An interesting aspect of the Oregon Health Study, which I wrote about a little while ago, is that it uses the “intent to treat” format of a randomized controlled trial. In this kind of study, the control group and treatment group are still randomized. The people in the treatment group, however, don’t necessarily receive the treatment; they just get the opportunity (or have the “intent”) to receive it. This has deep implications for the study’s results.

People who were randomized into the “intent to treat” group got the chance to enroll in Oregon’s Medicaid program. Not all of them signed up. If there were any uniform differences between the people who signed up and those who didn’t, it would have affected the study’s results. I think there probably were, and they did.

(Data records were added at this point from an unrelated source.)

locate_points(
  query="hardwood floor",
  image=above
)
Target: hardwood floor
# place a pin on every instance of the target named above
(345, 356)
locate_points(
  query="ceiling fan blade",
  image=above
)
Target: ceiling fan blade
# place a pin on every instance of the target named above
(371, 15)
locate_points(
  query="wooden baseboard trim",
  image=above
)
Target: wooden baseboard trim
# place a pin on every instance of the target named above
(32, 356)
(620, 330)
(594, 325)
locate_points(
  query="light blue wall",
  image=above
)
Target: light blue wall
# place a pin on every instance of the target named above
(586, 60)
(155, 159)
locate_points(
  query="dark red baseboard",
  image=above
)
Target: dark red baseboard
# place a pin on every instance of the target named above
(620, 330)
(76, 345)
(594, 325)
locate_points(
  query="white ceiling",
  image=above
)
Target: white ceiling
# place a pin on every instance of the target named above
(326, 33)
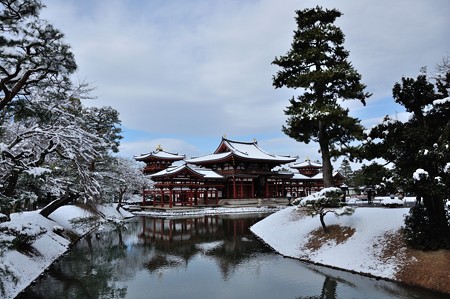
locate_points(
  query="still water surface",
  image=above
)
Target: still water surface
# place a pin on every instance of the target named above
(202, 257)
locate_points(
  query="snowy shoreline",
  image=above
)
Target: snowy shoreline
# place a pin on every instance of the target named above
(286, 230)
(49, 247)
(364, 252)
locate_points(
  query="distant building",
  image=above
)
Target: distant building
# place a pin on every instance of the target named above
(235, 170)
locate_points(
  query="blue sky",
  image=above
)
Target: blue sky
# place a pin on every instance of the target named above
(184, 73)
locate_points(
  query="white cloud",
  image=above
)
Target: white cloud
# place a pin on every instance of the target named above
(203, 68)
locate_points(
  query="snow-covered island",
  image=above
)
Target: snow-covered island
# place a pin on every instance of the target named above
(55, 235)
(369, 242)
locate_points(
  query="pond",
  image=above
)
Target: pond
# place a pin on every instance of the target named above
(201, 257)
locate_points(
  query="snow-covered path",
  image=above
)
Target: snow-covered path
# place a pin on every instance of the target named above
(287, 232)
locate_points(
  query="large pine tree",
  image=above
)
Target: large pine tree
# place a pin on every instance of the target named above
(317, 63)
(420, 151)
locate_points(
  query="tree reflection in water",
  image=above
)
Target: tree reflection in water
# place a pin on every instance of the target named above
(209, 256)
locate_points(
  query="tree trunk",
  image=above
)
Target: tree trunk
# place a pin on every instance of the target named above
(436, 213)
(11, 184)
(327, 168)
(322, 221)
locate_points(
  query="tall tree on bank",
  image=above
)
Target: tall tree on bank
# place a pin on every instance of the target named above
(317, 63)
(33, 54)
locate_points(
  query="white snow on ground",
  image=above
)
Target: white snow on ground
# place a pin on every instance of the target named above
(287, 232)
(47, 248)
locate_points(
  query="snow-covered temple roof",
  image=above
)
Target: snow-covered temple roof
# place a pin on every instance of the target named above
(159, 154)
(307, 163)
(173, 171)
(246, 150)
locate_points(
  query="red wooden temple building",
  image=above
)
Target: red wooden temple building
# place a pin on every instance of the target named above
(235, 170)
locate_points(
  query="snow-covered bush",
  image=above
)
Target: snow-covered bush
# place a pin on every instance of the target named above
(392, 202)
(325, 201)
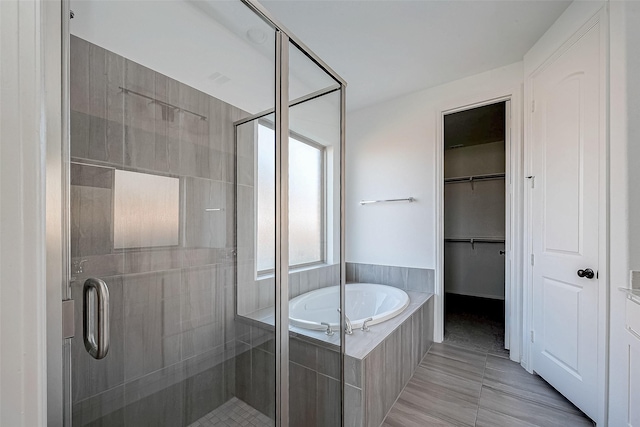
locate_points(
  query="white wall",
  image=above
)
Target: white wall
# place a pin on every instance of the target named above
(391, 153)
(22, 216)
(624, 200)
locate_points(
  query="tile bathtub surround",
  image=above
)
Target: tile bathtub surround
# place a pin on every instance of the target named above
(257, 295)
(172, 308)
(374, 382)
(406, 278)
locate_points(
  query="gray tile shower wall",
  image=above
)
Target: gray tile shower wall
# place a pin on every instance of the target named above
(173, 343)
(314, 378)
(407, 278)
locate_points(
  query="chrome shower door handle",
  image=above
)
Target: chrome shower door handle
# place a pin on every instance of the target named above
(95, 317)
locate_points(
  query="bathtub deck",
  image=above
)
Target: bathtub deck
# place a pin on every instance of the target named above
(360, 344)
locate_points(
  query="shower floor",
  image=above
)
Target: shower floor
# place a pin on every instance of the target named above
(234, 413)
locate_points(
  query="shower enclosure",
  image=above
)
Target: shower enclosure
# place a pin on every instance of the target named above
(205, 190)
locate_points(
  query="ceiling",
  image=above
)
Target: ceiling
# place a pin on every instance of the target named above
(383, 49)
(388, 48)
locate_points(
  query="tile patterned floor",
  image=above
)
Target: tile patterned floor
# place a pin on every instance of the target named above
(456, 386)
(234, 413)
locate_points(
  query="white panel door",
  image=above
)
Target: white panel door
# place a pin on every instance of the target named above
(566, 140)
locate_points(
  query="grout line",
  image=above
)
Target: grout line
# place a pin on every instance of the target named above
(484, 370)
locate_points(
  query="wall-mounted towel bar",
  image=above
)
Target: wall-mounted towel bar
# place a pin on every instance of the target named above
(368, 202)
(472, 178)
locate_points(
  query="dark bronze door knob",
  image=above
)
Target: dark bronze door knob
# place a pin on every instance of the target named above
(588, 273)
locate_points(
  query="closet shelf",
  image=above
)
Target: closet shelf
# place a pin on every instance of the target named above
(472, 178)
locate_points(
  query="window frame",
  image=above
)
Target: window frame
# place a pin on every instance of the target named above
(323, 200)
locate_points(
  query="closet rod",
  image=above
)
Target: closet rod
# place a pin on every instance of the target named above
(478, 240)
(472, 178)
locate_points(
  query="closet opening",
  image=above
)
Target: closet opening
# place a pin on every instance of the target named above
(475, 224)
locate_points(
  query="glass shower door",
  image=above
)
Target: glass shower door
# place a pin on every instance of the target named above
(155, 90)
(315, 286)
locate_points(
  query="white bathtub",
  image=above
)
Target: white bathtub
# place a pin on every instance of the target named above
(362, 301)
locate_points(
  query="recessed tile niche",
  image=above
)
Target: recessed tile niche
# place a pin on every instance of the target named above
(146, 211)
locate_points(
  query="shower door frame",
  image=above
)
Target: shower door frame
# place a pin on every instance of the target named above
(58, 244)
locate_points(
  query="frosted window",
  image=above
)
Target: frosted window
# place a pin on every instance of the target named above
(306, 212)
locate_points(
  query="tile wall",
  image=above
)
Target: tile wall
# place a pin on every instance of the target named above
(406, 278)
(374, 383)
(173, 346)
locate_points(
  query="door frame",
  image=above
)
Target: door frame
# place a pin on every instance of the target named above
(600, 17)
(513, 216)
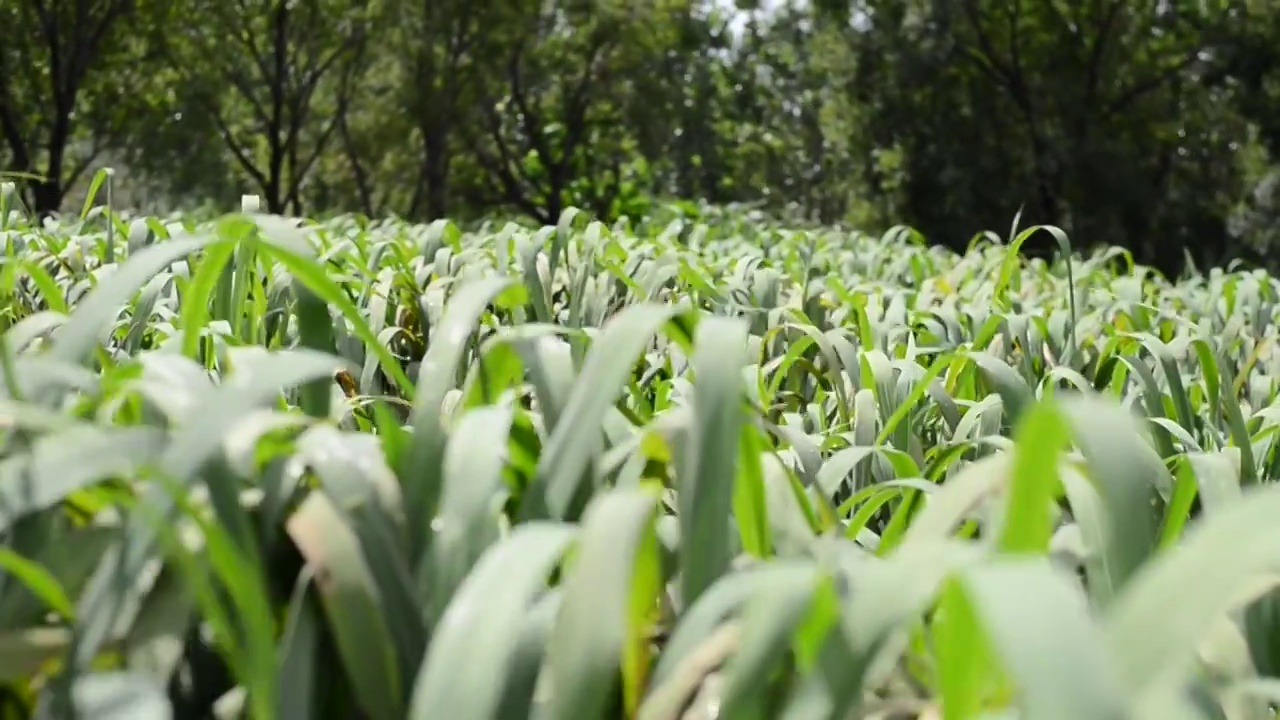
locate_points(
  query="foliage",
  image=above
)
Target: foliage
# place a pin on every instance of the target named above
(1150, 126)
(369, 468)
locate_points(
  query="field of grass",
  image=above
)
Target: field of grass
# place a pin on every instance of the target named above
(667, 472)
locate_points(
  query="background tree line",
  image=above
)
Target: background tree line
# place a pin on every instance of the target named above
(1152, 124)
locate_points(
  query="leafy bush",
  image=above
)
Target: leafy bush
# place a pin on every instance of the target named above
(365, 469)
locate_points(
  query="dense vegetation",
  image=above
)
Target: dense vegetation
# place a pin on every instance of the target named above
(673, 470)
(1137, 123)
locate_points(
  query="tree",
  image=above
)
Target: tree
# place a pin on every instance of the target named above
(73, 82)
(275, 77)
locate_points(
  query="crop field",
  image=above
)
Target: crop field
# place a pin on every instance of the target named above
(664, 470)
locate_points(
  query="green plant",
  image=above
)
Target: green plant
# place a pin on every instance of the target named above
(286, 469)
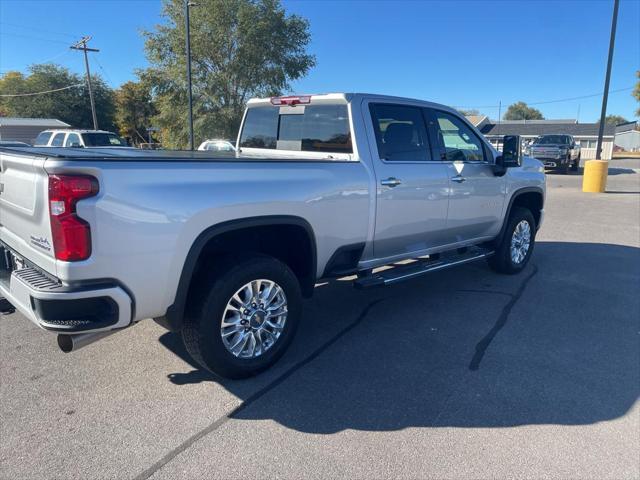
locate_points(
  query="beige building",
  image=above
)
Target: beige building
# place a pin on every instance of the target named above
(586, 134)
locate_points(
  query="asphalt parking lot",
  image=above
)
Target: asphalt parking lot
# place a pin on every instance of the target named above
(461, 374)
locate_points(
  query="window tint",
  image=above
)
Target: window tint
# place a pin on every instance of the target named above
(42, 139)
(260, 128)
(457, 139)
(72, 138)
(400, 133)
(57, 140)
(320, 128)
(103, 140)
(553, 140)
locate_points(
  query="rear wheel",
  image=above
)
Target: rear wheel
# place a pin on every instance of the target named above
(516, 246)
(244, 316)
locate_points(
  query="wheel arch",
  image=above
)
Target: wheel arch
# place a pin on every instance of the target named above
(302, 260)
(531, 198)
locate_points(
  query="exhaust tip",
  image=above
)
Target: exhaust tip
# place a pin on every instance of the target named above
(65, 342)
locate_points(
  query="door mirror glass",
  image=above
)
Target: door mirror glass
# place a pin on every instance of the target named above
(511, 151)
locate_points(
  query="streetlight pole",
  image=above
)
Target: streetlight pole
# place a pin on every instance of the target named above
(82, 45)
(188, 4)
(596, 171)
(605, 97)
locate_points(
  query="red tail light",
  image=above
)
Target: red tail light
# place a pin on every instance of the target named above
(71, 234)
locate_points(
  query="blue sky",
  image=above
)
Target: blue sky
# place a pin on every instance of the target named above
(463, 53)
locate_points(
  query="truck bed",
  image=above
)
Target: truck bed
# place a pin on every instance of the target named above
(137, 155)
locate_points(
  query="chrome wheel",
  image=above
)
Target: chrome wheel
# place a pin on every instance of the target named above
(254, 318)
(520, 242)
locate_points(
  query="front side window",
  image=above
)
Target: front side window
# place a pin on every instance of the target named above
(73, 139)
(42, 140)
(457, 139)
(57, 140)
(308, 128)
(401, 133)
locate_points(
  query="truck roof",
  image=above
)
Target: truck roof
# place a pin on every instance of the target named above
(344, 97)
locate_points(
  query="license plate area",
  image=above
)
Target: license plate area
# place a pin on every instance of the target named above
(9, 262)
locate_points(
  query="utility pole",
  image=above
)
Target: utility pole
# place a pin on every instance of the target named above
(188, 4)
(605, 97)
(82, 45)
(596, 171)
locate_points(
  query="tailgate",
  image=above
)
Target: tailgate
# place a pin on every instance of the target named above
(24, 214)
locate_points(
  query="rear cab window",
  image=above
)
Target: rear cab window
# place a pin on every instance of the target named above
(401, 133)
(58, 139)
(99, 139)
(321, 128)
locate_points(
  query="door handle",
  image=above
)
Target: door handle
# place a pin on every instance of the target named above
(390, 182)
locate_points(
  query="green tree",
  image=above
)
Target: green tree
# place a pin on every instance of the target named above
(240, 49)
(71, 105)
(521, 111)
(134, 110)
(636, 92)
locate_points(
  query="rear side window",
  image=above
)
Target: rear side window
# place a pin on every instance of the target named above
(57, 140)
(42, 139)
(401, 133)
(308, 128)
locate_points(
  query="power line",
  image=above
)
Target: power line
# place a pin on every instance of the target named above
(48, 40)
(41, 93)
(82, 45)
(38, 29)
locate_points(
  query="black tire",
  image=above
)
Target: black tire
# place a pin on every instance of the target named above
(201, 332)
(501, 261)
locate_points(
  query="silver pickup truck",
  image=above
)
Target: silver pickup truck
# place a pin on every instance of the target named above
(558, 152)
(222, 249)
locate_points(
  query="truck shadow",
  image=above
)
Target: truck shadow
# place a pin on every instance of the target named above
(559, 343)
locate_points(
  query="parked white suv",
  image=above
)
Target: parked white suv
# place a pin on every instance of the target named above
(79, 138)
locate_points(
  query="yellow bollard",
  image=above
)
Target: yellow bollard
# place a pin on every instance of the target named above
(595, 176)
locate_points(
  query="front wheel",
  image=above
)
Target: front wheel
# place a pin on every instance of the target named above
(244, 316)
(516, 246)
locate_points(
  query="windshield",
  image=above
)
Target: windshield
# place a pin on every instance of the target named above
(309, 128)
(553, 140)
(102, 140)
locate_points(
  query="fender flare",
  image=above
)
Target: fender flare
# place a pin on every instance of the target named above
(515, 195)
(172, 319)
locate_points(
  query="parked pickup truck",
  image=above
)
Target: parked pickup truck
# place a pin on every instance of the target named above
(223, 249)
(559, 152)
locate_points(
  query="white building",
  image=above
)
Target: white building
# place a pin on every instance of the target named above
(586, 134)
(628, 137)
(26, 129)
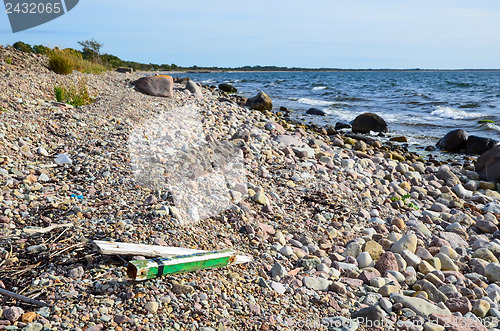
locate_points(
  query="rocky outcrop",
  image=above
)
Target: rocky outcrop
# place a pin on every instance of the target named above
(367, 122)
(315, 111)
(260, 102)
(453, 141)
(479, 145)
(159, 86)
(227, 88)
(488, 165)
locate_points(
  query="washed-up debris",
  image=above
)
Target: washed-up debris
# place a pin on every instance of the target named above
(148, 269)
(23, 298)
(63, 159)
(170, 260)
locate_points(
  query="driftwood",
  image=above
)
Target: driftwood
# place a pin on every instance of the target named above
(168, 260)
(118, 248)
(36, 229)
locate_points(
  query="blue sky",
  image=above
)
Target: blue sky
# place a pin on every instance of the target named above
(441, 34)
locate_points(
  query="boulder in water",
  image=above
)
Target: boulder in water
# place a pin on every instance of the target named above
(159, 85)
(315, 111)
(227, 88)
(260, 102)
(453, 141)
(479, 145)
(194, 88)
(488, 165)
(367, 122)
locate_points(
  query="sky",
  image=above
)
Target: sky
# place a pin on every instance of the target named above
(358, 34)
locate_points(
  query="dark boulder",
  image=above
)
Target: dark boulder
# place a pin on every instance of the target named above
(479, 145)
(342, 125)
(159, 85)
(260, 102)
(227, 88)
(453, 141)
(194, 88)
(488, 165)
(315, 111)
(367, 122)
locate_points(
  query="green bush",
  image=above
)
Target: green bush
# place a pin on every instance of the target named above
(61, 62)
(75, 94)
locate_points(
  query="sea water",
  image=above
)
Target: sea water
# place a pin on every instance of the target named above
(421, 105)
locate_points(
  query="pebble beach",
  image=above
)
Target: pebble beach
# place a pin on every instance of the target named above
(345, 232)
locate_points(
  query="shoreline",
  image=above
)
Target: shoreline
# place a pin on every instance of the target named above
(336, 233)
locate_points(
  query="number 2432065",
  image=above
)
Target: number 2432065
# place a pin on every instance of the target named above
(33, 8)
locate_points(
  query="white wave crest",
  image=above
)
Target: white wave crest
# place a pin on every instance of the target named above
(314, 102)
(453, 113)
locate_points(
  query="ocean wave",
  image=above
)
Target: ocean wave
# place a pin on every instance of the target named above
(314, 102)
(453, 113)
(493, 127)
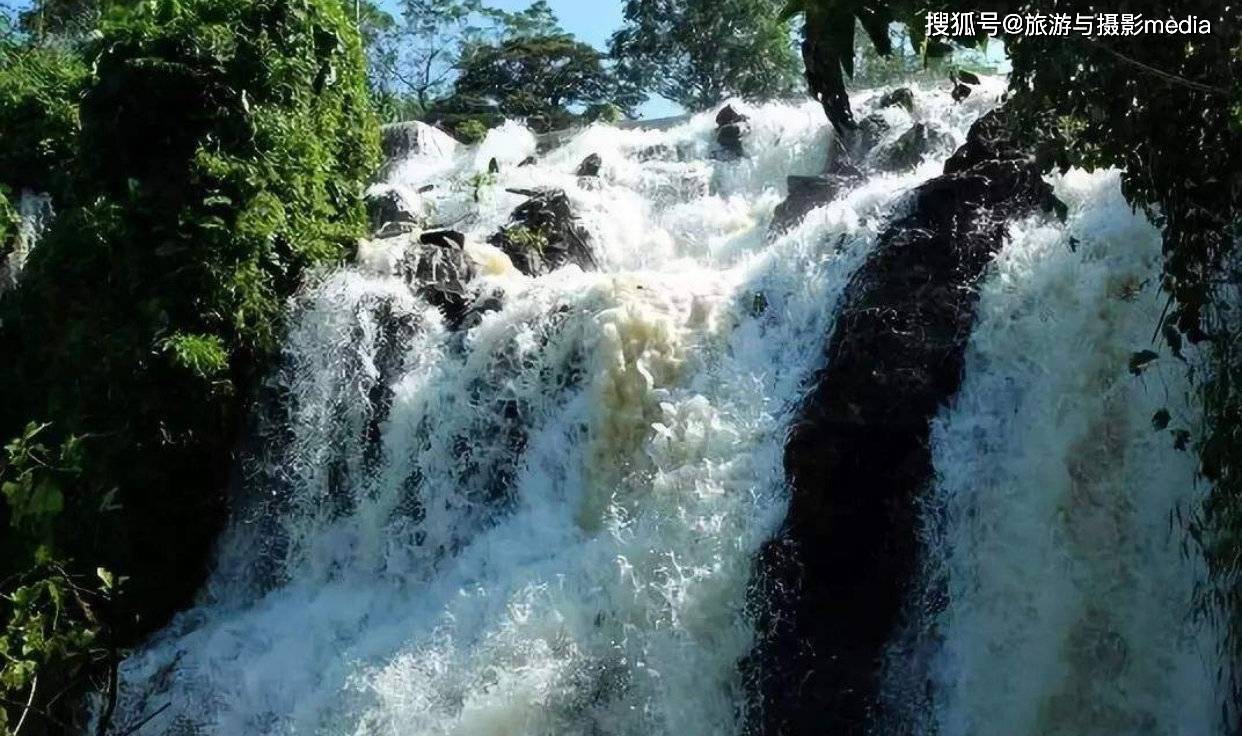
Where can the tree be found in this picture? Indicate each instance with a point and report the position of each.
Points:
(216, 150)
(540, 77)
(699, 52)
(421, 55)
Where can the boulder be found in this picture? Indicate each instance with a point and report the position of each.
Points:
(590, 165)
(832, 586)
(445, 238)
(415, 138)
(543, 235)
(389, 204)
(807, 192)
(867, 135)
(440, 274)
(909, 148)
(729, 139)
(732, 127)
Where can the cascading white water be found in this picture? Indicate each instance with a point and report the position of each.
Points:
(552, 528)
(1068, 595)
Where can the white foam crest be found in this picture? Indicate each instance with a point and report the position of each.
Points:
(1068, 600)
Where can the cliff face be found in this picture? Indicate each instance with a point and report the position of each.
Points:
(835, 581)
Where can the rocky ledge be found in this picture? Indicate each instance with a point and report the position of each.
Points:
(830, 590)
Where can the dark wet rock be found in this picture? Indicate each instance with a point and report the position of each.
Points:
(911, 147)
(482, 307)
(660, 152)
(440, 273)
(729, 139)
(807, 192)
(403, 139)
(832, 587)
(728, 116)
(543, 235)
(395, 230)
(388, 205)
(899, 97)
(867, 135)
(590, 165)
(445, 238)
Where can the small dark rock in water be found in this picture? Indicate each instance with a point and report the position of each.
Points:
(911, 147)
(836, 580)
(401, 139)
(386, 205)
(440, 274)
(868, 134)
(729, 117)
(590, 165)
(729, 137)
(899, 97)
(445, 238)
(549, 219)
(395, 230)
(483, 305)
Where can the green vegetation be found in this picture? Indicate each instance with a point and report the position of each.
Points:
(540, 78)
(699, 52)
(214, 152)
(1166, 112)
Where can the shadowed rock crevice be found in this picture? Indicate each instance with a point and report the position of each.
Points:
(830, 590)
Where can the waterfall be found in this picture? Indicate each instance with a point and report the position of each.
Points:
(545, 523)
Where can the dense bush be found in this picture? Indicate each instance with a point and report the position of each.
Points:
(222, 150)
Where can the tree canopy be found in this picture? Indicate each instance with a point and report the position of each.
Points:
(699, 52)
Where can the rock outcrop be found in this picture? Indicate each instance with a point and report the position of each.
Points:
(899, 97)
(911, 148)
(388, 204)
(832, 586)
(590, 165)
(415, 138)
(543, 235)
(730, 128)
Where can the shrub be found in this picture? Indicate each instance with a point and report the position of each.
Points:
(471, 130)
(222, 150)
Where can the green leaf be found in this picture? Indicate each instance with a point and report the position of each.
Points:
(1140, 360)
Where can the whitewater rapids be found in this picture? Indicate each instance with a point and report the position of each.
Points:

Who were the people most likely to sign up for Medicaid, given the chance? I’d guess they fell into two groups: 1) people who cared a lot about their health and seized the opportunity to get insurance, and 2) people who were really sick and knew they needed health care. In other words, the healthiest and sickest people may have been the ones who signed up.

A few months after the lottery, the researchers checked to see whether people with Medicaid coverage had better scores in cholesterol, blood pressure, and other health tests. They didn’t find much of a difference in several areas.

I don’t think this is surprising, if you believe my story about self-selection and adverse selection in the previous paragraph. The healthiest people were already doing everything to be healthy, and the sickest may have been too sick to improve in such a short period of time. The people who might have shown a change even over a few months may have been the least likely to sign up for Medicaid, even when they had the chance.

The “intent to treat” format does not alleviate selection problems within the “intent to treat” group. As the researchers’ appendix explains, it simply magnifies the effect measured for the selected subset of the group. Until they reveal more about the initial health differences between the two subsets of the “intent to treat” group, I’ll have a hard time believing their results.